Your SERVER provides a CERTIFICATE that is signed by E5 INTERMEDIATE
, which is signed by X2 ROOT
(and compatible with X2 CROSS-SIGN
, which is signed by X1 ROOT
).
The E1 INTERMEDIATE
was still used for signing until June 6 2024. There are still active certificates signed by E1 INTERMEDIATE
, and that is expected to continue until September 4 2024 (90 days after June 6, the max certificate lifetime).
You did not share your domain name or any information about how you are leveraging Auth0. It is fairly impossible to guess what is going on based on the information you shared, because we have no idea what the mobile app is doing, what is is querying, and what end entity/leaf certificates it is using.
Considering you are having this issue with a small subset of users, my first guess would be there is a bug in your app, and you might have two API endpoints behind a load balancer, one is configured to serve an older certificate with E1 and the other with a newer E5. The error would happen when a second request is serviced by a different backend than the first request.
My second guess is that you might also have the following situation: Your webserver is sending a new Certificate signed by E5, but is still configured to send the chain from the previous certificate that specifies E1. Many web clients/libraries/browsers have a "short circuit" logic, and might ignore the E1 certificate because they previously validated a chain with an E5 certificate and still have that in their cache -- so when they try to validate the E1 certificate you indicated (that would fail), they: look up the SPKI, find the E5 certificate, use the E5 Certificate to build a path to the X2 trust store, and never have to look up the E1 certificate.
You should be debugging the certificates each connection is using - they will have a different serial number and expiration date.
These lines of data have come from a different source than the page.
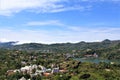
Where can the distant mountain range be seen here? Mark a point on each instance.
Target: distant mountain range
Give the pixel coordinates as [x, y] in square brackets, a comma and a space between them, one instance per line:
[60, 46]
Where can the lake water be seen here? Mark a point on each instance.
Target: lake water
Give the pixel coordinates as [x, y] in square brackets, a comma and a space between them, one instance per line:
[95, 60]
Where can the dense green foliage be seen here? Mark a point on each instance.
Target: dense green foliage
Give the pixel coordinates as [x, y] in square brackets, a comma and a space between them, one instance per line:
[17, 56]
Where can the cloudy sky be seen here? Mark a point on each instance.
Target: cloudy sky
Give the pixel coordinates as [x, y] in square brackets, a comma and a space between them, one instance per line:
[57, 21]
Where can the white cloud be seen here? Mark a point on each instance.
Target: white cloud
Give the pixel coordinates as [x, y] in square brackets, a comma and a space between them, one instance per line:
[9, 7]
[44, 23]
[59, 36]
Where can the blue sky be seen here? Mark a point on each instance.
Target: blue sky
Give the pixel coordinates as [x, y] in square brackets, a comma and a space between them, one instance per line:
[59, 21]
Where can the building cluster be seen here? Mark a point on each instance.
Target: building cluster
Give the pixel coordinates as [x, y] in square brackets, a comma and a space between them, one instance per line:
[34, 70]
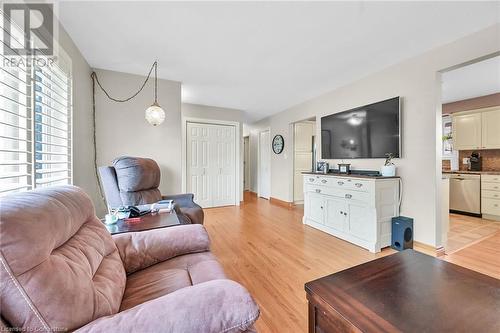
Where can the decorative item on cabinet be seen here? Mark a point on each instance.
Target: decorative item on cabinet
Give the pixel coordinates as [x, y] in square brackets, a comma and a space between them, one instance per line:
[344, 168]
[388, 169]
[322, 167]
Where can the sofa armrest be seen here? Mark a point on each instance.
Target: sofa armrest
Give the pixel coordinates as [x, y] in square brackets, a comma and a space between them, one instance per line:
[139, 250]
[211, 307]
[185, 199]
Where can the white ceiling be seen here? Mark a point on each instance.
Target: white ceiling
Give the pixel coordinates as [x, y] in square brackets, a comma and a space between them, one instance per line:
[478, 79]
[263, 57]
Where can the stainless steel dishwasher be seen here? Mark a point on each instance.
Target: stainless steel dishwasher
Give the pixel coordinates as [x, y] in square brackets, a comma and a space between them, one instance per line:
[465, 193]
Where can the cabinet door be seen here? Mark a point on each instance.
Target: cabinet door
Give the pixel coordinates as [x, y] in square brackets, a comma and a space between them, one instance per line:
[491, 129]
[316, 207]
[336, 212]
[361, 221]
[467, 131]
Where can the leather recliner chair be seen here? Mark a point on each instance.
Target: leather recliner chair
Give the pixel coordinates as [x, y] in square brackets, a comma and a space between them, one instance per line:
[132, 181]
[61, 270]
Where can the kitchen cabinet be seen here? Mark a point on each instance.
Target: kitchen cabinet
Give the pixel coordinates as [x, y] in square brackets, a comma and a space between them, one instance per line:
[490, 196]
[467, 131]
[358, 210]
[477, 129]
[490, 129]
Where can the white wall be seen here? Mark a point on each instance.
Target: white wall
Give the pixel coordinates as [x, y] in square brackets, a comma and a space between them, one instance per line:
[417, 81]
[83, 149]
[224, 114]
[122, 129]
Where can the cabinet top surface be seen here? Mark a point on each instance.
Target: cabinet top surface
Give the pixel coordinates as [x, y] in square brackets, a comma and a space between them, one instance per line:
[347, 175]
[405, 291]
[474, 172]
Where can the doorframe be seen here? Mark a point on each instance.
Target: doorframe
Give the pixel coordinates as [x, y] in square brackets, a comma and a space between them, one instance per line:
[266, 129]
[291, 187]
[238, 181]
[247, 159]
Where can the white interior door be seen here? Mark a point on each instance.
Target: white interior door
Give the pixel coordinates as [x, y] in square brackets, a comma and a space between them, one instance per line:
[303, 155]
[225, 165]
[198, 163]
[211, 164]
[264, 165]
[246, 163]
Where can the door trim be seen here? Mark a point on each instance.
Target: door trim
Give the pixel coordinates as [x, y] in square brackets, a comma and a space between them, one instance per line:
[238, 142]
[268, 129]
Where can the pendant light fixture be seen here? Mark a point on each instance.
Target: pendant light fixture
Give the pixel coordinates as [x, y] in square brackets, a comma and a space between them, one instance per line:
[155, 114]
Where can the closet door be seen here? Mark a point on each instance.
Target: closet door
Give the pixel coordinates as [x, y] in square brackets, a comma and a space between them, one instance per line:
[211, 164]
[224, 161]
[199, 164]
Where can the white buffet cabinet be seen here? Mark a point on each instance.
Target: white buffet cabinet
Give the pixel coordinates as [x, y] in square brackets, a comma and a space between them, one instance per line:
[356, 209]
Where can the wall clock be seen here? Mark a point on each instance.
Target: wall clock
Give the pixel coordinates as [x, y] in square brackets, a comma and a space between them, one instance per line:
[278, 144]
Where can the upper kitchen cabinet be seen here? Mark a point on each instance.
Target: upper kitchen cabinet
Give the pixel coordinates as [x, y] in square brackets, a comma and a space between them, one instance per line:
[478, 129]
[491, 129]
[467, 131]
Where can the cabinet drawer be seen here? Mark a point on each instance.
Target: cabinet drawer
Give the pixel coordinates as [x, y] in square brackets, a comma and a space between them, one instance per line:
[318, 180]
[490, 186]
[490, 194]
[352, 184]
[490, 206]
[490, 178]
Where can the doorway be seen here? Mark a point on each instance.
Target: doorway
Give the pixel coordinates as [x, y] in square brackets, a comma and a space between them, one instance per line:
[211, 163]
[470, 154]
[246, 163]
[264, 165]
[304, 155]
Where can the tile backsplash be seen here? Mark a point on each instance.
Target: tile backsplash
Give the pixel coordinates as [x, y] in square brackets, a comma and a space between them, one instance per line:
[490, 159]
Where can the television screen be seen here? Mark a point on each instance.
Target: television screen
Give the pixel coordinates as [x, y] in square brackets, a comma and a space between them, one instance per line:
[370, 131]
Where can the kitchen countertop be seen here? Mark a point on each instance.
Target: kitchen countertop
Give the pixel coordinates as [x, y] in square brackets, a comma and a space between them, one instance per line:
[474, 172]
[334, 174]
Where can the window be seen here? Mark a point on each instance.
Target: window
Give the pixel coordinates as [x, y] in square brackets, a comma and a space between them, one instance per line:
[35, 123]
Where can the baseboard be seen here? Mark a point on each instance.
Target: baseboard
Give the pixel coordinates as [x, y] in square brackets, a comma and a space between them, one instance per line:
[429, 249]
[281, 203]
That should help you better pinpoint the issues.
So what can be the reason, that iphone still try to use this certificate from trust store? Does iphone don't load new certificates common trust store?
The iPhone does not have the intermediate certificates (E1, E5, etc) in the Trust Store. The iPhone only has the Root certificates (X1, X2) in the trust store. The server sends the iPhone an EndEntity/Leaf Certificate (for your domain) alongside a chain certificate (E1 or E5) to bridge the connection between your Leaf and the Root in the Trust Store.
Or it can be service issue and web service returns wrong certificate for app(but only in several cases)?
This is almost certainly the issue - either a bug in your app or the server.
There are a few other possibilities, but I think these are the most likely.